Breda begon met uitgraven van de ‘Nieuwe Mark’, scheepvaart door het Ginneken zit er niet meer in.



Breda is al gewend aan de nieuwe Haven die enkele weken geleden met een spetterende show officieel werd geopend. De lovende artikelen in de media hebben plaatsgemaakt voor andere onderwerpen maar de klus om, zoals men dat zelf zegt, het water terug te laten keren in Breda is bij lange na niet klaar. Men is nu begonnen aan het tweede hoofdstuk, het heropenen van de ‘Nieuwe Mark’. Uiterlijk 2010 moet het water weer net als vroeger in de richting van het Ginneken stromen.

Vroeger was er scheepvaart in het Ginneken, kunt u zich dat voorstellen? Schepen die met goederen onze winkels kwamen bevoorraden of vanuit Breda via het Ginneken op doorreis waren naar Hoogstraten in België. Pessimistische voorspellingen in verband met ‘het stijgende water’ beweren dat Breda over honderd jaar dicht bij zee zal liggen. Maar dat was in de twaalfde eeuw ook al het geval. En het Ginneken gold toen als een belangrijke doorvoerroute.

Het Ginneken speelde een voorname rol in de scheepvaart met Breda…

Het transport van mensen en goederen is tegenwoordig een groot probleem. Een bijna onoplosbaar probleem mag je gerust zeggen. En vroeger? Ja, dat is duidelijk... toen was echt alles anders.

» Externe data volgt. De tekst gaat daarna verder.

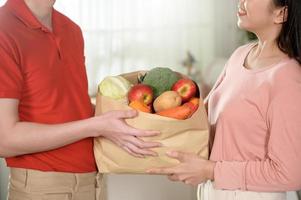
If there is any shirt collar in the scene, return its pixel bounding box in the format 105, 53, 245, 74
5, 0, 63, 31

Ten eerste waren er geen auto's maar ook geen 16 miljoen inwoners. Transport vond plaats per schip, koets, handkar of wagens die door paarden werden getrokken. De tocht ging over zandwegen of heerbanen die soms waren geplaveid met ‘kinderkopjes’. Het Ginneken deed toen volop mee. Het Bredase volkslied zegt niet voor niets: …’waar samenstromen Mark en Aa…’. Keren we terug naar Breda in de periode 1350 -1400. Jan van Polanen heeft Breda gekocht van de hertog van Brabant en was bezig met het voltooien van de ommuring, waarmee men in 1332 was begonnen. Breda is dan 30 hectare groot en telt een kleine 3000 inwoners.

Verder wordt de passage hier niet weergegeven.